Kein Verstoß gegen Art. 12 GG: Kosten einer Erstausbildung typischerweise realitätsgerecht abgebildet
Die Höchstbetragsgrenze sei schließlich auch bei einer Würdigung von Erstausbildungsaufwand im Licht betroffener Grundrechte, zu der der Gesetzgeber auch dann verpflichtet sei, wenn er diesen zulässigerweise der Sphäre der allgemeinen (privaten) Lebensführung zuordne, nicht zu beanstanden, so das BVerfG. In der ganz überwiegenden Zahl der Fälle bilde § 10 Abs. 1 Nr. 7 EStG die erforderlichen Kosten für eine eigene Erstausbildung realitätsgerecht ab. Bei der Pilotenausbildung handele es sich um Sonderfälle, die nicht den typischen Fall der Erstausbildung darstellten.

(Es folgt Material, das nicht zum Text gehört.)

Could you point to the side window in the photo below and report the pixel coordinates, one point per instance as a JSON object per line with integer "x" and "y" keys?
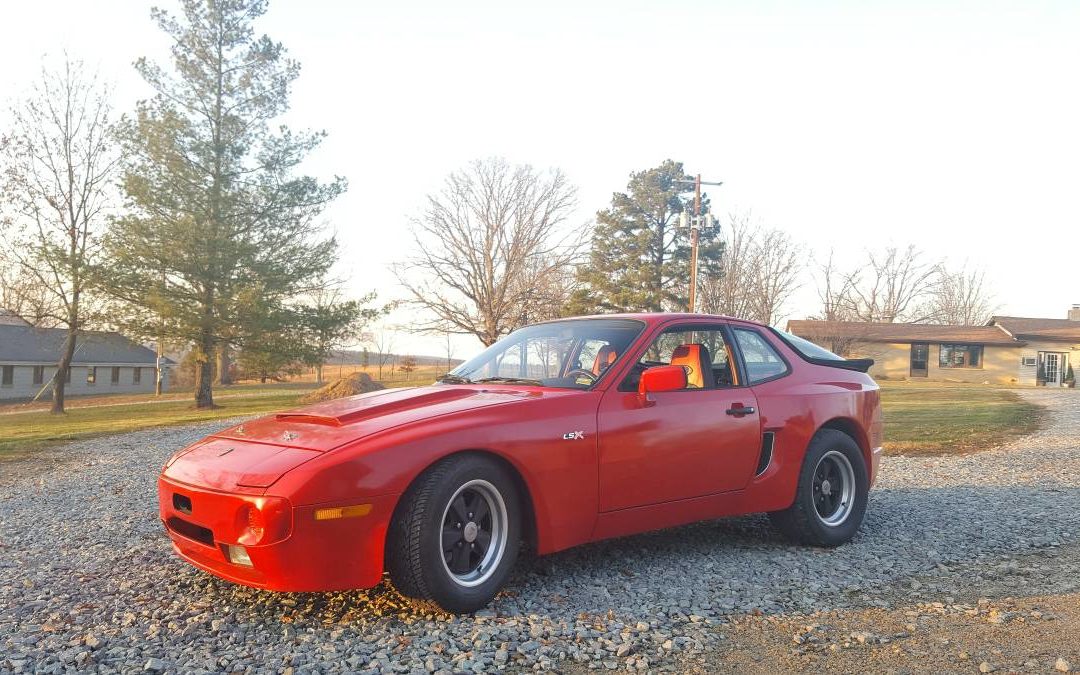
{"x": 595, "y": 356}
{"x": 761, "y": 360}
{"x": 702, "y": 353}
{"x": 534, "y": 359}
{"x": 510, "y": 365}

Ausbildungskosten nicht mit erwerbsbedingten Kinderbetreuungskosten vergleichbar
Im Übrigen sei es in weitem Umfang der freien Gestaltung des Gesetzgebers überlassen, wie er der objektiv-rechtlichen Wertentscheidung zugunsten eines freiheitlichen Berufs- und Ausbildungswesens Rechnung trage. Art. 12 GG gebiete jedenfalls nicht eine uneingeschränkte steuerliche Entlastung wegen Erstausbildungsaufwand in beliebiger Höhe auf Kosten der Allgemeinheit. Insofern unterschieden sich Ausbildungskosten etwa von erwerbsbedingten Kinderbetreuungskosten. Letztere seien unter dem besonderen Schutz von Art. 6 Abs. 1 GG zwangsläufiger Aufwand, weil der Gesetzgeber dem Steuerpflichtigen nicht die "Vermeidbarkeit" ihrer Kinder entgegenhalten dürfe. Für eine besonders kostspielige Erstausbildung gelte das jedenfalls nicht in demselben Maße. Bei der steuerrechtlichen Berücksichtigung von Ausbildungskosten dürfe der Gesetzgeber auch einbeziehen, dass der Staat die Ausbildung durch die Bereitstellung des öffentlichen Bildungswesens und durch Leistungen nach dem Bundesausbildungsförderungsgesetz bereits fördere.